There’s no hotter topic in South Carolina right now than politics, for obvious reasons. With both major parties hosting presidential debates in Charleston and Greenville over the last month, and with primaries scheduled for this weekend and next, the political process is in full swing – and full throat.
For those of us in the startup funding world, there’s another hot topic that is entering a primary season of its own. On May 16, long-awaited crowdfunding rules will go into effect allowing entrepreneurs to sell equity in their businesses via crowdfunding equity platforms. Prior to May 16, startups can only raise funds from accredited investors (who meet income or net worth standards established by the Securities and Exchange Commission), but the new rules allow any person to invest, with certain restrictions on how much based on income and wealth.

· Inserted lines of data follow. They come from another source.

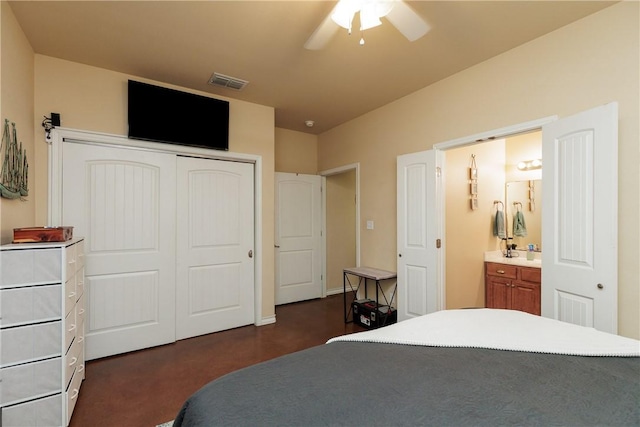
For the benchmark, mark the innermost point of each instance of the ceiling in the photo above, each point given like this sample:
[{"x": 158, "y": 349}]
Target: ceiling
[{"x": 184, "y": 42}]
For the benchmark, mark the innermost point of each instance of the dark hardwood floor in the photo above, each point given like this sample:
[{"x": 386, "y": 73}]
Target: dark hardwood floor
[{"x": 147, "y": 387}]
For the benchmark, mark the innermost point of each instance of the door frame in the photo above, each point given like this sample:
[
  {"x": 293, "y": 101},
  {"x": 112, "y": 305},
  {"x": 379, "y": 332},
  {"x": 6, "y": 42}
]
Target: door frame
[
  {"x": 58, "y": 136},
  {"x": 472, "y": 140},
  {"x": 323, "y": 250}
]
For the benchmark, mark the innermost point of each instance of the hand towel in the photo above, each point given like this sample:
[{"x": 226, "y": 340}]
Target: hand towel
[
  {"x": 519, "y": 227},
  {"x": 498, "y": 225}
]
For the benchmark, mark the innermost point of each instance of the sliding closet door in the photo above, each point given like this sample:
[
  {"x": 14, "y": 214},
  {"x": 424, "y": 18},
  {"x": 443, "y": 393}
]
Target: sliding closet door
[
  {"x": 123, "y": 202},
  {"x": 215, "y": 264}
]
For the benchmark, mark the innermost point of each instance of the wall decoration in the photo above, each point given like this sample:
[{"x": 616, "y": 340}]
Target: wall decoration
[
  {"x": 473, "y": 183},
  {"x": 14, "y": 175}
]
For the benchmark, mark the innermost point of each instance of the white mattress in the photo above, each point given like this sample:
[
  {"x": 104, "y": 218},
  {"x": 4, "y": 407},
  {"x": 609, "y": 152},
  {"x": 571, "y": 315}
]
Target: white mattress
[{"x": 499, "y": 330}]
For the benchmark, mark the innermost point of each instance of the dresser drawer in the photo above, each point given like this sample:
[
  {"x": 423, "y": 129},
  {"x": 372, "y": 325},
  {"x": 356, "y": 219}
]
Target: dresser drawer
[
  {"x": 502, "y": 270},
  {"x": 72, "y": 394},
  {"x": 80, "y": 312},
  {"x": 72, "y": 360},
  {"x": 30, "y": 267},
  {"x": 70, "y": 295},
  {"x": 40, "y": 412},
  {"x": 79, "y": 255},
  {"x": 70, "y": 256},
  {"x": 79, "y": 282},
  {"x": 30, "y": 304},
  {"x": 33, "y": 342},
  {"x": 70, "y": 329},
  {"x": 23, "y": 382}
]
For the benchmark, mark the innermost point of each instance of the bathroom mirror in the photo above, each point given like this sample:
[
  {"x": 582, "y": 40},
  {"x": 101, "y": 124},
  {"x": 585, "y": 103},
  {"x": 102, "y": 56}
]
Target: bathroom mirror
[{"x": 524, "y": 197}]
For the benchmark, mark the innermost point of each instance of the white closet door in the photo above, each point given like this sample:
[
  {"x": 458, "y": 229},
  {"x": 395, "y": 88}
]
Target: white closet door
[
  {"x": 298, "y": 238},
  {"x": 580, "y": 219},
  {"x": 123, "y": 202},
  {"x": 215, "y": 264},
  {"x": 419, "y": 254}
]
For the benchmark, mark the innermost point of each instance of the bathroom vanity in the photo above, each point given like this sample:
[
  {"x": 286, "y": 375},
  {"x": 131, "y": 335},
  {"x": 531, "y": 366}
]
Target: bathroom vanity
[{"x": 512, "y": 283}]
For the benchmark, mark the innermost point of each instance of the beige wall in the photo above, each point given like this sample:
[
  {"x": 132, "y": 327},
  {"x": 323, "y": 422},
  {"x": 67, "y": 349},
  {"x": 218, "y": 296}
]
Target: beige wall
[
  {"x": 94, "y": 99},
  {"x": 341, "y": 227},
  {"x": 17, "y": 106},
  {"x": 588, "y": 63},
  {"x": 296, "y": 152}
]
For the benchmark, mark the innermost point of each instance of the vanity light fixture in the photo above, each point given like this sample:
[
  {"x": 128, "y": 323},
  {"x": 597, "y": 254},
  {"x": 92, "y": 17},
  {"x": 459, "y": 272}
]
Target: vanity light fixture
[{"x": 530, "y": 165}]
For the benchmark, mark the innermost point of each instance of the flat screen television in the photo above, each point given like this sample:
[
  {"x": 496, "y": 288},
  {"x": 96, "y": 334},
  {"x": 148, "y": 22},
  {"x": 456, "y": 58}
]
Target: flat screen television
[{"x": 167, "y": 115}]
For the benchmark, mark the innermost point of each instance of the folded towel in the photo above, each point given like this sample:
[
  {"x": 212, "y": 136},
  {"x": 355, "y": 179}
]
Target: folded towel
[
  {"x": 519, "y": 227},
  {"x": 498, "y": 225}
]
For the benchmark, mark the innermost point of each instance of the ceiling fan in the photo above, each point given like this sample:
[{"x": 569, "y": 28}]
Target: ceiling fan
[{"x": 408, "y": 22}]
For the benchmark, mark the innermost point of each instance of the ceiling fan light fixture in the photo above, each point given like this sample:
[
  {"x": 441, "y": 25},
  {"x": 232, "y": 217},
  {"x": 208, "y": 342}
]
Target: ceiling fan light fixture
[{"x": 370, "y": 12}]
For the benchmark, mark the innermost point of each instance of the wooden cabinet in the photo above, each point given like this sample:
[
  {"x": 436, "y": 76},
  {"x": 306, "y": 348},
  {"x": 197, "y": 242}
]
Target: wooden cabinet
[
  {"x": 512, "y": 287},
  {"x": 42, "y": 332}
]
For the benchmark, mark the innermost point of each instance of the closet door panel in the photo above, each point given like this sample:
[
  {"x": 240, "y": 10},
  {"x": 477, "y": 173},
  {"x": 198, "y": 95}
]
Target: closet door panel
[
  {"x": 123, "y": 202},
  {"x": 215, "y": 269}
]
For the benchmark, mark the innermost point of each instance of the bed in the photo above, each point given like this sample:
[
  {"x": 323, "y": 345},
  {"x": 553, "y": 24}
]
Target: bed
[{"x": 449, "y": 368}]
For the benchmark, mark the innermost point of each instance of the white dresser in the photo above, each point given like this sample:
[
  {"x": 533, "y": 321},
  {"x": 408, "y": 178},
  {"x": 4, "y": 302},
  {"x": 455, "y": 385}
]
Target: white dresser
[{"x": 41, "y": 332}]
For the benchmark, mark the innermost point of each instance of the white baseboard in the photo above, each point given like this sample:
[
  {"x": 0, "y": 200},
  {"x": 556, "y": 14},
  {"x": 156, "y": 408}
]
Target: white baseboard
[
  {"x": 334, "y": 291},
  {"x": 267, "y": 320}
]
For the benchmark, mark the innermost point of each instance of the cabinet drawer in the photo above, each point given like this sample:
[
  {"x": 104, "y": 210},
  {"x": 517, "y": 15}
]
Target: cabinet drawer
[
  {"x": 72, "y": 394},
  {"x": 501, "y": 270},
  {"x": 79, "y": 282},
  {"x": 70, "y": 329},
  {"x": 24, "y": 382},
  {"x": 70, "y": 256},
  {"x": 80, "y": 313},
  {"x": 31, "y": 342},
  {"x": 40, "y": 412},
  {"x": 30, "y": 304},
  {"x": 79, "y": 255},
  {"x": 30, "y": 267},
  {"x": 70, "y": 295},
  {"x": 530, "y": 274},
  {"x": 72, "y": 360}
]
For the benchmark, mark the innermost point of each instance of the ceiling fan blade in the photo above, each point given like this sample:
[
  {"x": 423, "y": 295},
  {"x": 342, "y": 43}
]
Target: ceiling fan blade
[
  {"x": 408, "y": 22},
  {"x": 322, "y": 34}
]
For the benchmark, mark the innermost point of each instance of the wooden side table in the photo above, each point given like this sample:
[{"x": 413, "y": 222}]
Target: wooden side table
[{"x": 363, "y": 274}]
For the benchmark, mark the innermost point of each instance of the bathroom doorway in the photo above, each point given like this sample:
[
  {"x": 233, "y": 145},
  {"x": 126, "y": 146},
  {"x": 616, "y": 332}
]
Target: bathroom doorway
[
  {"x": 341, "y": 217},
  {"x": 470, "y": 232}
]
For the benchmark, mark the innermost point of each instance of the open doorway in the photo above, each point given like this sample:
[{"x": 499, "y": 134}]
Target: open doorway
[
  {"x": 469, "y": 233},
  {"x": 341, "y": 239}
]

The outcomes on both the political and crowdfunding fronts have the potential to create momentous implications – or to end up being much ado about not a whole lot, with little ultimate practical impact.
We will leave the political analysis to the pundits, but on the crowdfunding front, we are willing to take a partisan point of view. In general, we are in favor of increased access to capital and less friction and restriction regarding how individuals choose to allocate their resources. We hope that equity crowdfunding will ultimately provide a more efficient and accessible market for allocating capital to worthy startups of many stripes – while providing adequate returns for the risks taken by investors.
However, the risks associated with the brave new world of equity crowdfunding will be significant for both entrepreneurs and investors, particularly in the short term as the market adjusts to the new rules. With nearly 600 pages of SEC rules governing the implementation of Title III of the JOBS Act, which authorized equity crowdfunding, there will be inevitable pitfalls to navigate.
We don’t have space here to enumerate all the issues we anticipate from the equity crowdfunding rules, but suffice it to say there will be a high burden for entrepreneurs (and crowdfunding platforms) to remain in compliance – both in time and money. So our advice to entrepreneurs is to tread carefully, do your due diligence on any crowdfunding site you use, and make sure you engage a knowledgeable securities lawyer. Additionally, be aware that if you do raise money via equity crowdfunding, the complexities and risks of having many small, unaccredited shareholders may dissuade other investors (including UCAN and SCAN) from investing in later rounds.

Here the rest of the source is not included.